Perhaps the most useful, but misunderstood result of information theory is the concept of information entropy which is a measure of the number of ways an assembly of components can be arranged. This enables us to calculate the amount of information that can be embodied in an assembly. It applies to every kind of assembly from DNA sequences to whole ecosystems. Entropy is particularly useful in calculating information conveyed by random processes.

 The definition of physical information to which Floridi points us is that of 'well formed and meaningful data'. This raises the difficult problem of ‘meaningful’, usually considered in the context of messages. In its most general sense, we take meaningful to be identical with ‘functional’, where function refers to the potential to cause a change in information pattern. We can think of meaningful data (for example a functional gene) as being able (in conjunction with an appropriate process) of creating a new pattern (for example a protein that the DNA codes for).

biological information

In mathematical information theory (which in fact deals only with the statistics of data), meaning is never referred to (this blindness to meaning is one of its founding axioms). When we refer to information, we mean well formed and functional data, in the sense that the pattern it consititutes may modify (or form) further pattern in matter (or energy): changing the distribution of matter in space and time. This is memorably captured in the phrase of Gregory Bateson: information is “a difference which makes a difference”. These ideas are taken further in the Philosophy theme, here we concentrate on the application of mathematical information theory (a the theory of data, without reference to meaning), supplemented by a separate theory of function relevant to biological systems.

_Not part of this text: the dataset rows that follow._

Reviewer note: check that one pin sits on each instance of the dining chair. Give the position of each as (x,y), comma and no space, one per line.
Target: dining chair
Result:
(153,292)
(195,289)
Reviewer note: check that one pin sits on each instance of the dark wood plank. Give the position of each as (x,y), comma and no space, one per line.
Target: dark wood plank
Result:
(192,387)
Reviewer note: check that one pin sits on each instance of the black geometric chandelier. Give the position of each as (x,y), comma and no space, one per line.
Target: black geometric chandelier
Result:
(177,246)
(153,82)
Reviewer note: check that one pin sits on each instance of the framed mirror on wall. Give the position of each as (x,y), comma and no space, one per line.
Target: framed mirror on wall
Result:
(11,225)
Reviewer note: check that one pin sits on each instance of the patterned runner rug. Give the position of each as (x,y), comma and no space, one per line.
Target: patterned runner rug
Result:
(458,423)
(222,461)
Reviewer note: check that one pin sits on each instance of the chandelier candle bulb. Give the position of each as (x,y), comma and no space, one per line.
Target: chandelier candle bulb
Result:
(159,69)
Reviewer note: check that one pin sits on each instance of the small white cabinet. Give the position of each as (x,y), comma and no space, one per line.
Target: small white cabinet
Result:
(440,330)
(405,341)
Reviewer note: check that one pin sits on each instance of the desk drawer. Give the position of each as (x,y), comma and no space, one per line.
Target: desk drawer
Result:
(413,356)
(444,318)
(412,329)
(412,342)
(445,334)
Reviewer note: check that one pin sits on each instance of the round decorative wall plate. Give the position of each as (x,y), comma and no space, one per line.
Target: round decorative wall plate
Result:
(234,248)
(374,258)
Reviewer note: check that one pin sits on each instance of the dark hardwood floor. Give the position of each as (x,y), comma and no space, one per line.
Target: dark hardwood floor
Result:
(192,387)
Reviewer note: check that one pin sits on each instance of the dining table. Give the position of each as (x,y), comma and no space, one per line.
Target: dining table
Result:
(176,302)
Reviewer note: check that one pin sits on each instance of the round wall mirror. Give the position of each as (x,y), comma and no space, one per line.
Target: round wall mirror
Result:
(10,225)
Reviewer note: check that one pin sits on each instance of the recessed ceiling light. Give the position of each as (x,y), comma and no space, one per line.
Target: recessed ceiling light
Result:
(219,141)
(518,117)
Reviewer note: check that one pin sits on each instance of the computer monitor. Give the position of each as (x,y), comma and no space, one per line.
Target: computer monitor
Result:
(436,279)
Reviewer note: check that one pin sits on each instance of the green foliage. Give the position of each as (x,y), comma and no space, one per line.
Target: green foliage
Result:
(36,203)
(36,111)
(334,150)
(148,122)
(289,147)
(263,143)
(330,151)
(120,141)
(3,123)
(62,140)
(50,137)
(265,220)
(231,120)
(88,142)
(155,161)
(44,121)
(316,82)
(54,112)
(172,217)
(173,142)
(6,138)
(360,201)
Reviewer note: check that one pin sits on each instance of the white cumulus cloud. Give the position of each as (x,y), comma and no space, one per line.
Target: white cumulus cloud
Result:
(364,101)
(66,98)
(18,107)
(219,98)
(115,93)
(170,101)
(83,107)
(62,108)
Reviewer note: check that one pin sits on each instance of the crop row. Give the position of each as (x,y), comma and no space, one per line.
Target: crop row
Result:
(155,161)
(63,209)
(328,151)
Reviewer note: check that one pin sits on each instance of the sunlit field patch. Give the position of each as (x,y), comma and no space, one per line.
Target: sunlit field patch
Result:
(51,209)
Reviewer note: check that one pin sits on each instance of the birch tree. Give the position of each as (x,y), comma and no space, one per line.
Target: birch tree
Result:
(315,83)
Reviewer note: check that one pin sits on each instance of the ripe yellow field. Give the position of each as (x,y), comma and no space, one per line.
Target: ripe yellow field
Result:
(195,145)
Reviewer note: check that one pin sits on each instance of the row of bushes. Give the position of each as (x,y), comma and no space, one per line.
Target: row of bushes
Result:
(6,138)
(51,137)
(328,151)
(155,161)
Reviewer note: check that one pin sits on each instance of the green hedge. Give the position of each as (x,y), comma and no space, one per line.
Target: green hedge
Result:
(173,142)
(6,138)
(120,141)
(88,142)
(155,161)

Biological Implications of the Mathematical Theory of Information

Shannon's theory of communication has been successfully used to better understand the cybernetics (i.e. informational) mechanisms and consequences of molecular biology, particularly DNA and RNA coding (information storage), transcription (communication) and gene regulatory networks (computation). All these aspects are drawn together in our Molecular Biology Theme which highlights work by Thomas Schneider and Christoph Adami in particular. This naturally leads into the contribution that such understanding provides for answering the question of how life originated (especially the RNA-first hypothesis), for example the puzzle caused by the sequence paradox.

The deeper theory of information as embodied in form has helped us begin to understand the control architecture of biological systems and most excitingly, how autonomy and even free will emerge from autopoietic systems.